Ahhh, tis the season of layering up for 30 degree temperature swings, hot coffee after a cold morning workout, and crunching your way through leaves on a long run. It's an endurance athlete's dream season: fall! Until...it gets to the swimming workout. With the state of the world this year, you may not be too keen to swim laps at your local indoor pool. This leaves two options: ditch the swimming (no one *really* likes to swim anyway, right?!) or buck up and brave the cold temps of a more natural swimming spot: your local river or lake.

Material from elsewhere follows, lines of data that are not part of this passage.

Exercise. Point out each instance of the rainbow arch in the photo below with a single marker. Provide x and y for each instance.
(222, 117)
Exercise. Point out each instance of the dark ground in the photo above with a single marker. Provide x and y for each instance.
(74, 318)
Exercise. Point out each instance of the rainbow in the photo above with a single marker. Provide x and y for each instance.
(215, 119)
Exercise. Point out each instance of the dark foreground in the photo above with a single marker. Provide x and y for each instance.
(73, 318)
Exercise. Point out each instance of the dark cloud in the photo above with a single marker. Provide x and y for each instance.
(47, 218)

We called in our team swimming expert, Stacey, to give us the download on how to swim outside in cold weather.
Acclimate Yourself: Start Slow
Don't expect to dive in and swim for 45 minutes right away! Start by taking cold showers and gradually building up the duration of your swims. Stacey also suggests having an entrance routine. Some swimmers walk in and out of the water a few times to get their legs and core adjusted to the temperature. You can also rotate a few strokes between freestyle and backstroke to get your face acclimated. Or...just take the plunge! After about 5 minutes, your brain and body start to adjust and become comfortable in the water. If not, it might be time to call it a day. If the water is chilly but comfortable, a swim of 20 to 60 minutes can be euphoric (we'll take your word for it Stacey!)
Good Gear is Key
Add to your triathlon gear pile! Search for a full body triathlon wetsuit. It's more buoyant and less water seeps through the fabric. Stacey's pick is the Zoot Bolt wetsuit (men's style and women's style)
Cover that noggin with a neoprene cap. If you don't like having the strap, try doubling up with two silicone caps. Try adding in earplugs to block the cold water from your ears as well.

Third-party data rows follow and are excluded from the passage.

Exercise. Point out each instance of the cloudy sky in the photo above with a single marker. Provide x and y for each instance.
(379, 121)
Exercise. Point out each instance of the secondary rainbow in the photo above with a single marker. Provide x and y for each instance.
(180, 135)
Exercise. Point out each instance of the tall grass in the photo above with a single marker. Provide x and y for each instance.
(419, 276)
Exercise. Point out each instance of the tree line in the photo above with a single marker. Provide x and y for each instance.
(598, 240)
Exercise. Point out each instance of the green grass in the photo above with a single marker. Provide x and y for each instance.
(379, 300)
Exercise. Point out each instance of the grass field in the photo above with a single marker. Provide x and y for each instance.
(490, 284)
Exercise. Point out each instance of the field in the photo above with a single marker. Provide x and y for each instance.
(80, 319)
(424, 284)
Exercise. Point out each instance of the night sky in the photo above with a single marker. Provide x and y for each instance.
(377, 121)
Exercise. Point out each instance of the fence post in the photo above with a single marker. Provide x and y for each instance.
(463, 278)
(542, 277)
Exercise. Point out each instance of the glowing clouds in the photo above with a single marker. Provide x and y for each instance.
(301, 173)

For even more warmth, get neoprene booties and gloves. A fair warning: the more gear, the more drag and reduced mobility you'll encounter.
And lastly, spray your goggles with anti-fog before heading into the water. You won't want to stop a lot in the water. A still body in cold water = a really cold body!
The safety measures you use with regular open water swimming? Amplify them for cold water swimming. Swim with a buddy or boater near by, or have a spotter on the shore. Use a swim buoy so you're easily visible (and can be used to rest on if you're in trouble). Don't go in deep into the water. Swim in shallow water (bonus: it tends to be a bit warmer!)
The most important thing to remember is that cold weather swimming is a very personal thing. Different bodies handle cold weather differently. If something feels off, this isn't the time to prove that you're hardcore. Stacey says a great safety test is to try tapping each finger to your thumb on both hands. If you can't tap your fingers, it's time to get out of the water.
Once you're done with the frigidness, treat yourself to all the cozy layers and a steaming hot cup of coffee or tea!